La fine di San Pietroburgo

Konets Sankt-Peterburga

Anno

Paese

Generi

Durata

80

Formato

Un contadino (Aleksandr Chistyakov), che vive in un totale stato di indigenza, cerca disperatamente lavoro e non si esime dal porsi dall'alto lato della barricata rispetto alla rivolta operaia per raggiungere il suo scopo. Sarà più difficile, però, mettere a tacere la propria coscienza.

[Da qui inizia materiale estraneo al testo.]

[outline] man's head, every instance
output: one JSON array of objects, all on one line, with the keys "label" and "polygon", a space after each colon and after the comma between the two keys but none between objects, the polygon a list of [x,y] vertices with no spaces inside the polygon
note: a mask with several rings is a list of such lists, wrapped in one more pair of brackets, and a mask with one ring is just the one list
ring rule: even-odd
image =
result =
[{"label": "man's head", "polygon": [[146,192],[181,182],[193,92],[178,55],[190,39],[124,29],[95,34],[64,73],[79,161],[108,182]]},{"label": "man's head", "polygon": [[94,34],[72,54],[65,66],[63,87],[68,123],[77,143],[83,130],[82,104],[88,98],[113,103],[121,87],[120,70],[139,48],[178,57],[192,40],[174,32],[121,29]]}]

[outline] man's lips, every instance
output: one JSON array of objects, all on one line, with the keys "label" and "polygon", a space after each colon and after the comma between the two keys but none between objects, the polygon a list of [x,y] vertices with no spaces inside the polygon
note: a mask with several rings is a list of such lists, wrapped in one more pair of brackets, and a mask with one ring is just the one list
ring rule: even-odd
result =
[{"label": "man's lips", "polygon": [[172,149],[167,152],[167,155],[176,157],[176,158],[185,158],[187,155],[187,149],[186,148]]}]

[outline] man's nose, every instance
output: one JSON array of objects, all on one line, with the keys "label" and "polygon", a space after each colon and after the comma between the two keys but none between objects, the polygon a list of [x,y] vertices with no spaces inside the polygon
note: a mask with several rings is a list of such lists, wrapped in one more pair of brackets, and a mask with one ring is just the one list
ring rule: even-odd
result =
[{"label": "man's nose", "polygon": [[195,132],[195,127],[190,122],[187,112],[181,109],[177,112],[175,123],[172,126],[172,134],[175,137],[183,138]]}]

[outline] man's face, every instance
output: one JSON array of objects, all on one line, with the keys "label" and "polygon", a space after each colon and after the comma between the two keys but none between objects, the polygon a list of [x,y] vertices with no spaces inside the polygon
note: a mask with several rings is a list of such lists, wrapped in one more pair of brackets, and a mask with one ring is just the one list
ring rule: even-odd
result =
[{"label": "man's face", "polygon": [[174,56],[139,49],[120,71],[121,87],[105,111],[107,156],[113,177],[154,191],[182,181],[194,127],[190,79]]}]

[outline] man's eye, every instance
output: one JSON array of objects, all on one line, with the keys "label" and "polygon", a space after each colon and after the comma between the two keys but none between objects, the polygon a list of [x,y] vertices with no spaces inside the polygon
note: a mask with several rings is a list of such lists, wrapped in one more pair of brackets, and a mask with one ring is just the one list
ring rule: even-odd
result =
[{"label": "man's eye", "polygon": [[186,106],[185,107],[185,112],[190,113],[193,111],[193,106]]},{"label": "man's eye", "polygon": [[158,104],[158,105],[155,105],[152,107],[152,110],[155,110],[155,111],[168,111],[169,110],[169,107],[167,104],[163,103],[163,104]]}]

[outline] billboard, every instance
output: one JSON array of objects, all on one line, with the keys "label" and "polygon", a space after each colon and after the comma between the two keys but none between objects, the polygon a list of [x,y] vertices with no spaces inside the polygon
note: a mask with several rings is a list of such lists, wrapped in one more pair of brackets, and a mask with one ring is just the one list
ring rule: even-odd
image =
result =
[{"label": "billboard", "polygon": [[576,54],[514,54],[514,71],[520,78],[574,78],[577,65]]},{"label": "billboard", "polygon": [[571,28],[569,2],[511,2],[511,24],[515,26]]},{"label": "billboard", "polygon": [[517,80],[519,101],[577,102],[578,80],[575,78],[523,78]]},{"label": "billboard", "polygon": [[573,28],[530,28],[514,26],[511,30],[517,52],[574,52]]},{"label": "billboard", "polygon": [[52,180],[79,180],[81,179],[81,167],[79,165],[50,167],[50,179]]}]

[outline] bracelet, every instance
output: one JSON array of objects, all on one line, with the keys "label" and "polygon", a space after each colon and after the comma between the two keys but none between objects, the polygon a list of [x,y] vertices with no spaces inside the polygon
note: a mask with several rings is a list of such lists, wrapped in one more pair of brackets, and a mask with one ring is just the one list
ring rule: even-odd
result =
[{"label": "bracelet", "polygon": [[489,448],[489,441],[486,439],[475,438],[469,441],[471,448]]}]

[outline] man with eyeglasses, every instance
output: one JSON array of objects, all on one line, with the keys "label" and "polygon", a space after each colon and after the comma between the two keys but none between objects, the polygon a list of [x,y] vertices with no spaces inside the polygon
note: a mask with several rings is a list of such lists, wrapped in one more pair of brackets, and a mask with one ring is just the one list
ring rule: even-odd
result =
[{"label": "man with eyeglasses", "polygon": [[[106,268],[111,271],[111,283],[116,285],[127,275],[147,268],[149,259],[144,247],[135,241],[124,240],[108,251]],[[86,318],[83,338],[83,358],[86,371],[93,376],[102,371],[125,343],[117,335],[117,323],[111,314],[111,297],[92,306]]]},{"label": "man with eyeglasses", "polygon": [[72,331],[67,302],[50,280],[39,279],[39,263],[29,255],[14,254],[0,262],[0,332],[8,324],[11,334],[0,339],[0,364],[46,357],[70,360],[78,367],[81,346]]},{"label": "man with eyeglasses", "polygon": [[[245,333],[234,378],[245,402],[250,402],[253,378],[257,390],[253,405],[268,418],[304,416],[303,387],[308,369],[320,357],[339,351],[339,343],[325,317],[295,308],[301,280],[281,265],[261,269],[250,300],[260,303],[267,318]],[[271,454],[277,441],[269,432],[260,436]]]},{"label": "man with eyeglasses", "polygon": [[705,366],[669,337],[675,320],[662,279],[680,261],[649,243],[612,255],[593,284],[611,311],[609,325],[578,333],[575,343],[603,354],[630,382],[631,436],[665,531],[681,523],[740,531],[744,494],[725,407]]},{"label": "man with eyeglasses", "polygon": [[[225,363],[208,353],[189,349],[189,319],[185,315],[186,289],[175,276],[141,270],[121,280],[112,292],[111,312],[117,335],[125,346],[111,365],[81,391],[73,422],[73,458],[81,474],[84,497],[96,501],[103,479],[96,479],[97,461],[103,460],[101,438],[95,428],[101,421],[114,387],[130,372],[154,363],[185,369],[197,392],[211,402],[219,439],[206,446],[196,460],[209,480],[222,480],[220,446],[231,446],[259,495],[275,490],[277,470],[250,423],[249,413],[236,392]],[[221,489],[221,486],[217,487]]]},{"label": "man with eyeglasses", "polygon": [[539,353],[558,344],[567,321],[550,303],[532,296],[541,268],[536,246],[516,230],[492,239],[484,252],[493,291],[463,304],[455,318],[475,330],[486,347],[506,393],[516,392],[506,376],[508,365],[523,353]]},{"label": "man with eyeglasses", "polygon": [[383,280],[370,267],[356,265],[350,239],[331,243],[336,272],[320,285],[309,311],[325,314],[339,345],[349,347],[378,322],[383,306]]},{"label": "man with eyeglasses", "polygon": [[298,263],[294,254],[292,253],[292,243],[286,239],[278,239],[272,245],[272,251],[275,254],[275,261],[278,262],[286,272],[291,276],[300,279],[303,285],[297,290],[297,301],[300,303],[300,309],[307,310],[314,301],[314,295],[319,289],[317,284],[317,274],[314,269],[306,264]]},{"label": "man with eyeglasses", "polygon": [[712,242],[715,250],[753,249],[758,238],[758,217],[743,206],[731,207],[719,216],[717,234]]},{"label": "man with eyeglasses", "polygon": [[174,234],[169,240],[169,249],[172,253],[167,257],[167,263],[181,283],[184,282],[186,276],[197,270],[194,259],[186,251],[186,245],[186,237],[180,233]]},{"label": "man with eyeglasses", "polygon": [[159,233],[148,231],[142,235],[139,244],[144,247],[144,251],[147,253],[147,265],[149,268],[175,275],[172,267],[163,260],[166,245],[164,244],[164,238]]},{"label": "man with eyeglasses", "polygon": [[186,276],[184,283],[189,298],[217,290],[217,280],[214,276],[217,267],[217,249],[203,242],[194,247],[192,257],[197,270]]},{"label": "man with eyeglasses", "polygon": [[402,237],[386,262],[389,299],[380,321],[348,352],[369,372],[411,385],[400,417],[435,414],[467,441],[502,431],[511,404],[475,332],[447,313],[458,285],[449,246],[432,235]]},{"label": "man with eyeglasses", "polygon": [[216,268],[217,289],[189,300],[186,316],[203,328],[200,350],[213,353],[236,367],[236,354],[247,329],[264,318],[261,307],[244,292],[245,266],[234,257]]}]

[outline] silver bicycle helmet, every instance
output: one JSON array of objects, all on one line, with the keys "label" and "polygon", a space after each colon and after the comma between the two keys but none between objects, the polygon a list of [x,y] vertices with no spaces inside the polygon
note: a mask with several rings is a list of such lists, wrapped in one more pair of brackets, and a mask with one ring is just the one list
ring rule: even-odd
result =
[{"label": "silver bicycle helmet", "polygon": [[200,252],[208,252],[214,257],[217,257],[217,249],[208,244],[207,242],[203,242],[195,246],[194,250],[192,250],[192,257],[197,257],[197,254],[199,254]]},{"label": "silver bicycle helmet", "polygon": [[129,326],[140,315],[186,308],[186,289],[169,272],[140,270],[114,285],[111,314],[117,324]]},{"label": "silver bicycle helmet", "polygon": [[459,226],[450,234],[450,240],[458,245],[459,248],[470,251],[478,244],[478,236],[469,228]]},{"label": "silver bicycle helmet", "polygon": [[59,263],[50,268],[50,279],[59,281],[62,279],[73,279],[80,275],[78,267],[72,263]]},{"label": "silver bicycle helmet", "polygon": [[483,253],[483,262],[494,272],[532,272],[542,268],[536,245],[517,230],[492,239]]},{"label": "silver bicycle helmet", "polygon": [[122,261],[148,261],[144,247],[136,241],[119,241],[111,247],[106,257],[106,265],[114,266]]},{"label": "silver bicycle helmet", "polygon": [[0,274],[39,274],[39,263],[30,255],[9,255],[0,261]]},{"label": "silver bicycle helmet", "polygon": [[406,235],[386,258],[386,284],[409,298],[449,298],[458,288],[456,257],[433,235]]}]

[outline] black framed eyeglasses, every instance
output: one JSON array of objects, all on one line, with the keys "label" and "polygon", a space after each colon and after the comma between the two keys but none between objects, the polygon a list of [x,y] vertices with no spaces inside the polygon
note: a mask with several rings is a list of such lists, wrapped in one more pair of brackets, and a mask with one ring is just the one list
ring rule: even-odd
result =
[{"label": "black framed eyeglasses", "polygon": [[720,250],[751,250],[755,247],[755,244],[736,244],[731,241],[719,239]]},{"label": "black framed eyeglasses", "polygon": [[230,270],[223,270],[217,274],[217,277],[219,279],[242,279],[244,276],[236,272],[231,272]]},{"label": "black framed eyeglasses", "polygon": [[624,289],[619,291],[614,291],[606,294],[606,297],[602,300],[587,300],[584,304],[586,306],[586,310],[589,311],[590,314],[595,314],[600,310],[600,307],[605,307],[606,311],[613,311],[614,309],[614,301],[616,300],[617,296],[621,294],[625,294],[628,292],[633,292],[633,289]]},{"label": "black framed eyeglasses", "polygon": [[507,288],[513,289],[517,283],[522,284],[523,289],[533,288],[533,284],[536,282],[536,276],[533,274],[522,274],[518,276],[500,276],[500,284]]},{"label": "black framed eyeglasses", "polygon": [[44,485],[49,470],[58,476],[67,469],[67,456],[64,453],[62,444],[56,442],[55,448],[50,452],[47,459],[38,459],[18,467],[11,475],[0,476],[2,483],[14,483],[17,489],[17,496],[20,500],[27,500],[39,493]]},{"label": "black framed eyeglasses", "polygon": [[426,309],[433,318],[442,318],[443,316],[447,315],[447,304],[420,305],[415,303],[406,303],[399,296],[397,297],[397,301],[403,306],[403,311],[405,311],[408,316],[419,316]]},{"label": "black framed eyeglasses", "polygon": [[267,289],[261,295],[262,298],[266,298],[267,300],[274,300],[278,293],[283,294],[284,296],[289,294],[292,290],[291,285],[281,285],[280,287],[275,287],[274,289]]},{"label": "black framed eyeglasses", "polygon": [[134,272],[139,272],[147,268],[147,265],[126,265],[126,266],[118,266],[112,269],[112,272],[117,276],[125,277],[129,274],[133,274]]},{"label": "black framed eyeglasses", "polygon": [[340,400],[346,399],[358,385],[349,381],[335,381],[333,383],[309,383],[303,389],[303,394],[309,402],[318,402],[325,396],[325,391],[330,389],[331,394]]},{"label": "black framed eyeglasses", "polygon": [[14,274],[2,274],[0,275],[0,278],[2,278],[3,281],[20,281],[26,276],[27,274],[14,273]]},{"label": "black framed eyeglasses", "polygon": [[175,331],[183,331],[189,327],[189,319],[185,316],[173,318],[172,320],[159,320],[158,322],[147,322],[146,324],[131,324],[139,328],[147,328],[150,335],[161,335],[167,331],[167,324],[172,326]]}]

Secondo episodio della trilogia della presa di coscienza di Pudovkin, realizzato nel decennale della Rivoluzione di Ottobre, è un film possente e celebrativo, meno denso di sfumature rispetto al precedente La madre (1926), ma ugualmente eccellente nel perfetto rispecchiamento tra i propositi politici e le modalità con cui essi sono trasposti in immagini. Le scelte che molti hanno bollato come meccaniche e prevedibili ai fini di un'esaltazione obbligata della Rivoluzione, a cominciare dagli sviluppi della trama, appaiono in realtà ispirate dalla volontà di associare la piccola gente a forze più grandi di loro, ridisegnando così un'estetica di massa di grande respiro epico e in grado di abbracciare la complessità del reale, piuttosto che ridurlo in modo semplicistico a bozzetto. Il film può essere definito, di fatto, come il racconto della genesi di una consapevolezza politica nella San Pietroburgo del 1914, portato avanti attraverso l'esperienza concreta del protagonista, dalla renitenza ai movimenti di massima alla prigionia. Ma è anche, più in filigrana, un film sulle conseguenze dell'avvento della Rivoluzione, su un ideale passaggio di consegne che tiene conto della presenza zarista non stigmatizzandola, ma problematizzandola alla luce degli inevitabili sviluppi della Storia. Memorabile, nonché di grande impatto plastico e audacissimo per l'epoca, il montaggio parallelo che associa le morti dei soldati in guerra all'aumentare delle quotazioni in borsa. Ma il tocco di Pudovkin è da rintracciare anche nella scelta e nella direzione degli attori, volti ordinari in grado di rispecchiare le persone reali della Russia del tempo e adoperati dal regista come se fossero semplici veicoli, ciascuno dei quali dotato di una precisa funzione e destinazione d'uso, ma non per questo ridotto a soprammobile rigido e passivo.